Regional innovation infrastructures, such as DIHs, can play an important role in strengthening the AI competencies of workers because they support local companies in evaluating and using new technologies. STAM, BIBA, ICCS, and TUD, for instance, operate DIHs and will use their infrastructures to elaborate opportunities to transfer COALA results to other domains.

Baseline. Today the CIT academy courses are structured with a balance between the theoretical part and the practical part. The practical part is made in collaboration with some companies that host our students and make some production machines available for education; here students can learn how to work on a specific machine, how machine works and what are the possible problems that can occur during work, with the supervision of one or more teacher; to do this we can also simulate issues or bad working conditions to help students to better understand these issues and how to fix them. The practical period lasts at least 120 hours but can be extended if necessary. In order to do this practical part we have signed agreements with some companies that rent us their plants and/or machines (e.g. looms, and ring spinning frames) for the practical periods; with these plants and buying different fibers and/or yarns suitable for didactical purposes we are able to offer to our students a wide range of user-cases that covers the most parts of the needs that our companies requires from our courses.
STAM, a manufacturing-focused DIH in Genova (Italy), has expertise in application experiments. They are connected to a variety of potential future COALA solution users. Human-AI collaboration is one of their topics and strengthening regional companies in this field an important goal.

Using COALA solution. The main innovation related to this scenario is the didactic concept developed by ITB and CIT to educate textile machine operators.

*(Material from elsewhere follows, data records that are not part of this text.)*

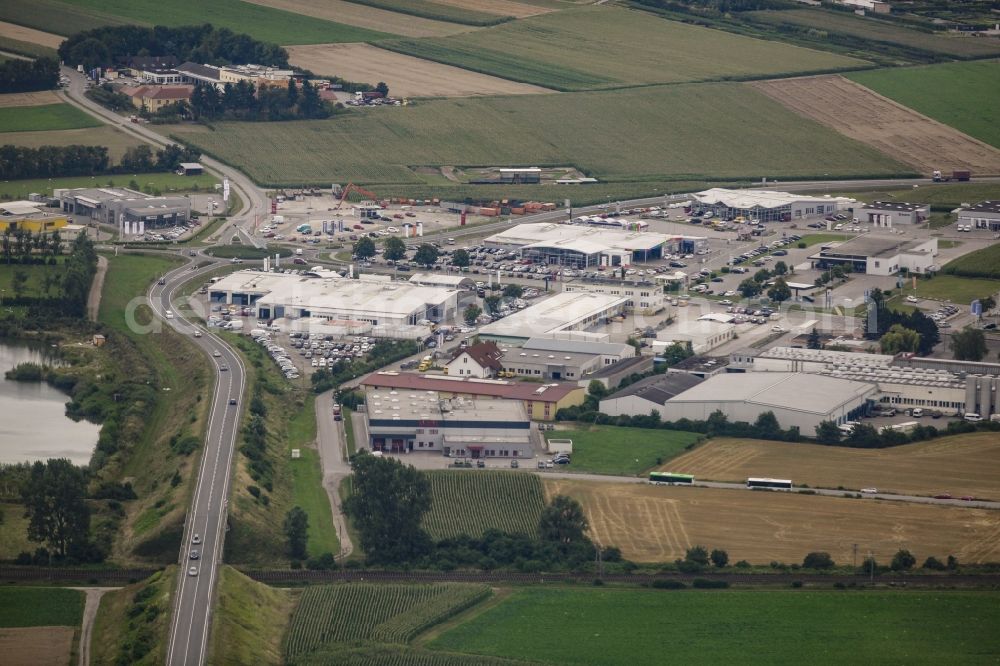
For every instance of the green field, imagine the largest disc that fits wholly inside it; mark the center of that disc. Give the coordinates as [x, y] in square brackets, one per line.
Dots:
[60, 18]
[964, 95]
[984, 263]
[263, 23]
[40, 607]
[44, 118]
[622, 451]
[471, 502]
[610, 47]
[436, 11]
[873, 30]
[668, 133]
[629, 627]
[353, 614]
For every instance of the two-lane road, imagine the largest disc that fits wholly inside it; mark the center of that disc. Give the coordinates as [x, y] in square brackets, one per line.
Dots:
[206, 520]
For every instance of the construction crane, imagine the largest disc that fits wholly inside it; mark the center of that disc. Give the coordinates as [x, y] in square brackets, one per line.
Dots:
[351, 187]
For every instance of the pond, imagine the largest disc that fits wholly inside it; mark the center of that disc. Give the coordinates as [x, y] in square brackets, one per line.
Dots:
[33, 421]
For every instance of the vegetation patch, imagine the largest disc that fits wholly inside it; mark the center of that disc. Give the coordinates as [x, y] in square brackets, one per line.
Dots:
[472, 502]
[962, 95]
[627, 626]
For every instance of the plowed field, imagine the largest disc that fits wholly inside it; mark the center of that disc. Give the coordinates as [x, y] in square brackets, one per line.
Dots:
[405, 75]
[657, 523]
[862, 114]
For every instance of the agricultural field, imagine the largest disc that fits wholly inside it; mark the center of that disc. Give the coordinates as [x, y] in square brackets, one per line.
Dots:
[54, 16]
[475, 501]
[353, 614]
[115, 140]
[263, 23]
[622, 451]
[960, 465]
[49, 117]
[370, 18]
[887, 125]
[658, 524]
[405, 75]
[611, 47]
[962, 95]
[594, 132]
[627, 627]
[874, 30]
[984, 263]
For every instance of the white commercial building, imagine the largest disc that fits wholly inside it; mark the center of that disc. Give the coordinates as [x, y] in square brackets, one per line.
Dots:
[567, 315]
[766, 205]
[383, 303]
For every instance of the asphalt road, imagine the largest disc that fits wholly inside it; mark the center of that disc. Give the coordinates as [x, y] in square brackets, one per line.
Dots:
[195, 593]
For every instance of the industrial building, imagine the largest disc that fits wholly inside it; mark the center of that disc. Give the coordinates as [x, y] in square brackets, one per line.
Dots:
[541, 401]
[574, 360]
[888, 213]
[567, 315]
[983, 215]
[765, 205]
[29, 216]
[389, 307]
[401, 421]
[872, 255]
[579, 247]
[131, 211]
[644, 298]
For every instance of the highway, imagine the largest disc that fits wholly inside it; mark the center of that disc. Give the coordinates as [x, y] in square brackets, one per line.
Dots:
[194, 595]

CIT will use this new concept and its learning materials to educate machine operators regarding the opportunities, challenges, and risks when collaborating with AI. The concept will use the COALA assistant as an example for an AI-system in this context.

STAM’s role as a DIH will be to further exploit and spread the concept and the COALA solution in the region. They will reach for potential users outside the textile sector as well and coordinate their efforts with the other DIHs in the COALA consortium (T5.4).
Because of the different fabric manufacturing needs, some of which supported by old technology looms and some others requiring new ones (such as the brand new jacquard looms bought recently by Piacenza) in the same production facility it is very common to find looms of different ages, provided by different OEMs with various PLC. The integration with all of them would be very time expensive and could not be justified by the provided ROI. In order to provide an easy to adopt and affordable solution, especially for SMEs which are >90% of textile companies, COALA will adopt a progressive approach: instead of a direct integration with the machine each loom, we will provide the machines, for first, with a barcode based on which the mobile device supporting the operator will be able to access the machine specifications to support the training and the operations of the worker on that specific loom. The COALA solution will carry out the training of the mobile based on the map of the looms provided by each textile company in advance. The COALA solution will also collects the feedback of the operators as regards the use of the specific machine, in order to support OEMs in the ergonomic design enhancement. 
For the most advanced looms, available in the Piacenza testbed, we will explore the direct integration with the machine PLC to support the exploitation of the COALA solution, such as the direct collection of machinery tuning by the operator in relation with support provided by COALA to collect an additional dataset to train future training and support models. We will provide a cost/benefit analysis during the exploitation to verify the affordability for SMEs (T7.2).